Most kids who walk into our classrooms, will listen, behave respectfully and complete their work when we ask. There are a few though who will be more challenging. Even though they can tell us the difference between right and wrong and they can articulate what they know we want to hear, they still have difficulty complying or making appropriate choices. These kids usually face greater challenges than those immediately evident as they sit before us in the classroom. Often, they lack hope.
Last Thursday, our principal laced his Terry Fox runners, our students gathered in the field, and we set out to honour the memory of a Canadian hero. Two weeks before that, on a hectic Monday morning, we watched a short video of Terry Fox during assembly. I had been feeling frustrated, overwhelmed and perhaps a little self-pity. And then, as I watched the familiar hop-step, hop-step, hop-step, and remembered the journey and struggle of this young man, my problems suddenly seemed unimportant. My mood was transformed.

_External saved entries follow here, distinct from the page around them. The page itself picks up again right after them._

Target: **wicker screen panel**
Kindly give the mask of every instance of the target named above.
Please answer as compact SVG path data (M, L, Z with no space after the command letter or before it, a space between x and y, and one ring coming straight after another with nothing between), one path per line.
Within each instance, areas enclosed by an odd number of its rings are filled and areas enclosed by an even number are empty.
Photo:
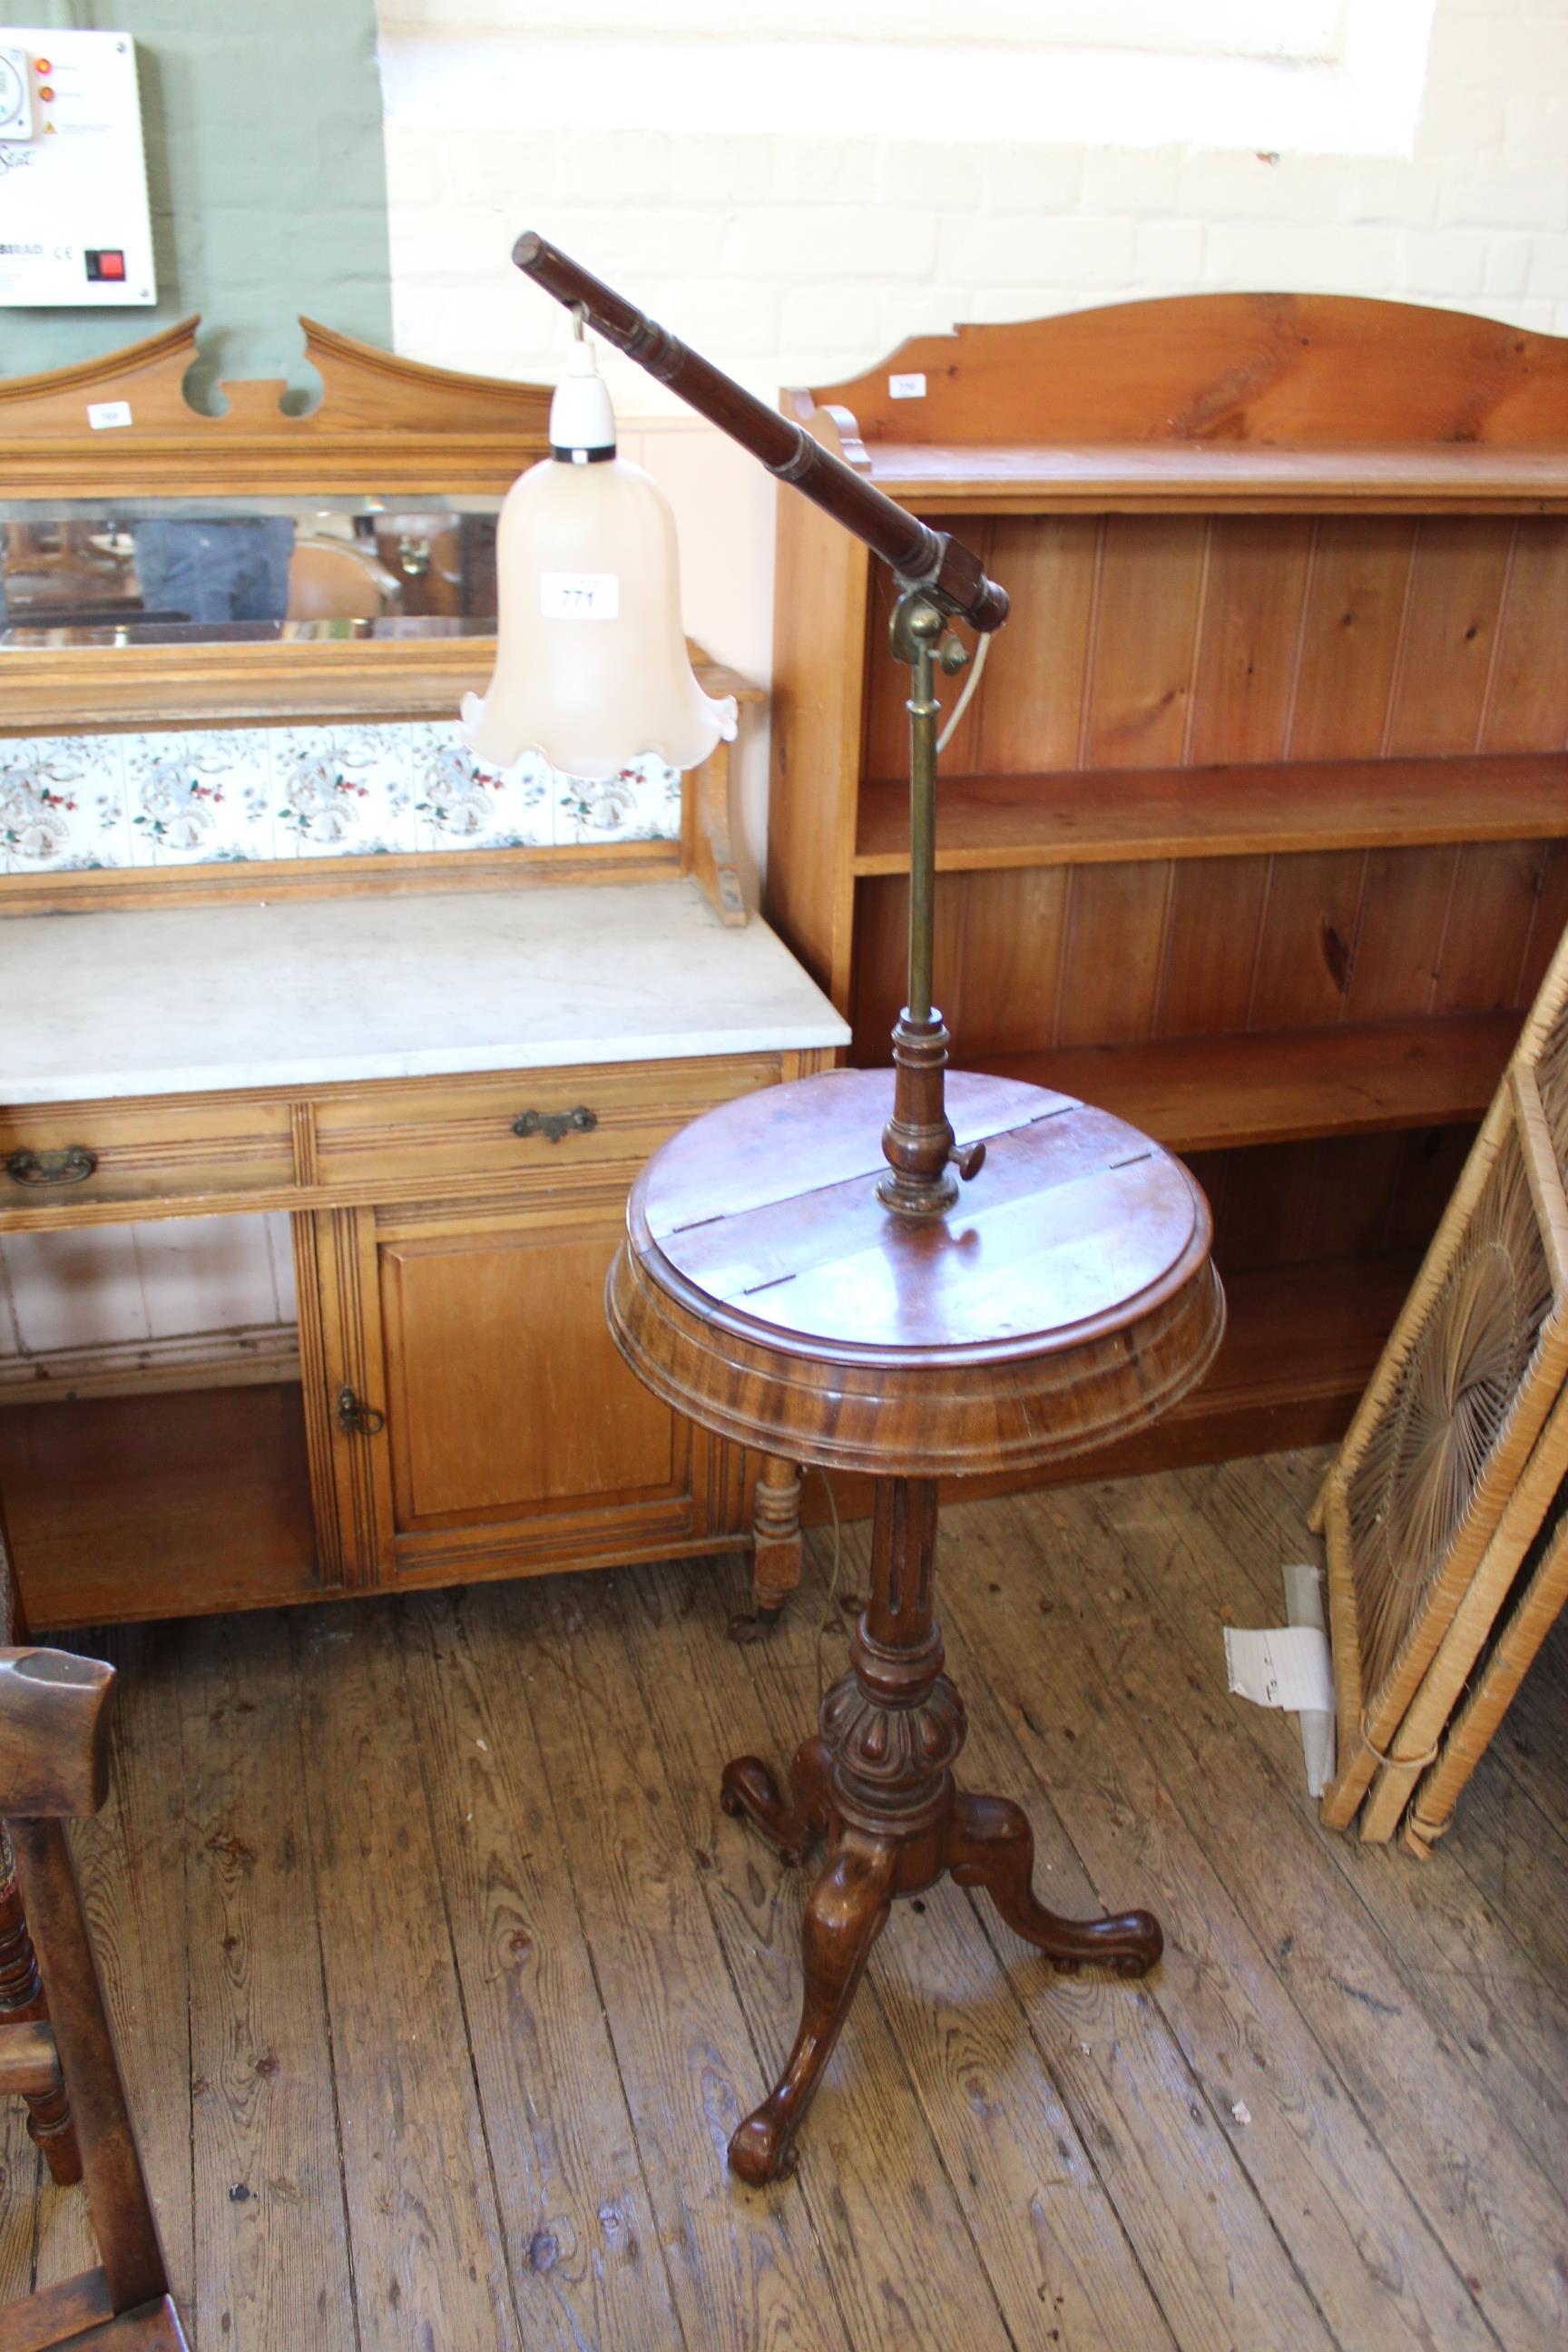
M1535 1085L1558 1181L1568 1192L1568 1010L1560 1012L1547 1029L1535 1063Z
M1555 1420L1556 1415L1553 1416ZM1549 1429L1550 1433L1550 1429ZM1544 1444L1545 1439L1542 1439ZM1554 1449L1561 1459L1568 1445ZM1490 1745L1509 1703L1568 1601L1568 1475L1525 1553L1500 1612L1482 1639L1452 1721L1423 1777L1405 1825L1412 1853L1431 1852L1453 1819L1459 1792Z
M1320 1501L1331 1827L1394 1834L1568 1475L1565 1306L1568 939Z
M1521 1594L1535 1577L1542 1545L1548 1539L1550 1526L1547 1535L1542 1532L1542 1514L1545 1513L1548 1523L1553 1520L1559 1495L1568 1497L1568 1483L1565 1482L1568 1482L1568 1390L1559 1391L1545 1427L1535 1442L1534 1450L1503 1505L1501 1516L1490 1542L1481 1554L1479 1565L1465 1587L1447 1630L1421 1677L1415 1696L1405 1708L1404 1719L1390 1743L1384 1760L1377 1768L1362 1808L1361 1833L1363 1838L1381 1843L1392 1837L1416 1782L1428 1772L1429 1768L1435 1769L1439 1767L1445 1757L1449 1759L1451 1775L1453 1756L1450 1742L1457 1725L1457 1711L1461 1706L1469 1708L1470 1694L1479 1686L1483 1673L1490 1675L1486 1661L1498 1643L1500 1629L1505 1623L1513 1622ZM1547 1589L1547 1583L1542 1580L1541 1591ZM1538 1593L1535 1611L1538 1612L1541 1605ZM1541 1633L1544 1631L1543 1625ZM1536 1636L1537 1642L1541 1633ZM1534 1654L1533 1650L1531 1654ZM1495 1681L1490 1686L1494 1691L1498 1687ZM1510 1685L1510 1692L1517 1686L1516 1677ZM1505 1699L1502 1705L1506 1706L1506 1703ZM1487 1738L1496 1729L1501 1712L1502 1706L1500 1706L1497 1717L1492 1718L1486 1734ZM1470 1720L1473 1727L1479 1717L1472 1714ZM1469 1770L1484 1745L1483 1739L1480 1746L1468 1752L1463 1773L1452 1780L1446 1809L1442 1812L1444 1825L1458 1789L1469 1777ZM1445 1788L1448 1788L1447 1776ZM1433 1809L1442 1801L1443 1792L1439 1790L1429 1801L1426 1790L1427 1784L1423 1781L1418 1802L1426 1808L1424 1817L1436 1821ZM1407 1825L1405 1843L1412 1853L1425 1853L1430 1850L1432 1837L1436 1834L1434 1828L1425 1837L1413 1837Z
M1386 1685L1434 1588L1475 1549L1478 1491L1531 1392L1552 1308L1551 1262L1518 1133L1509 1131L1428 1297L1391 1409L1347 1482L1368 1690Z
M1331 1827L1380 1764L1427 1760L1397 1736L1565 1374L1568 1201L1533 1083L1510 1074L1330 1475Z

How can we convey this sense of hope to our students? How do we show our students – all of them – that we care? Those who most need hope in their lives are not those who are quickest to comply or easiest to like. Those who most need hope are those who challenge our patience, test our persistence and force us to use every trick up our sleeve.
Without hope, Terry Fox, couldn’t have set out on his arduous journey. Without hope, he couldn’t have inspired a nation. Without hope, some of our students may flounder.
Though not tangible, though not easily articulated, hope is an essential ingredient in our relationships with our students.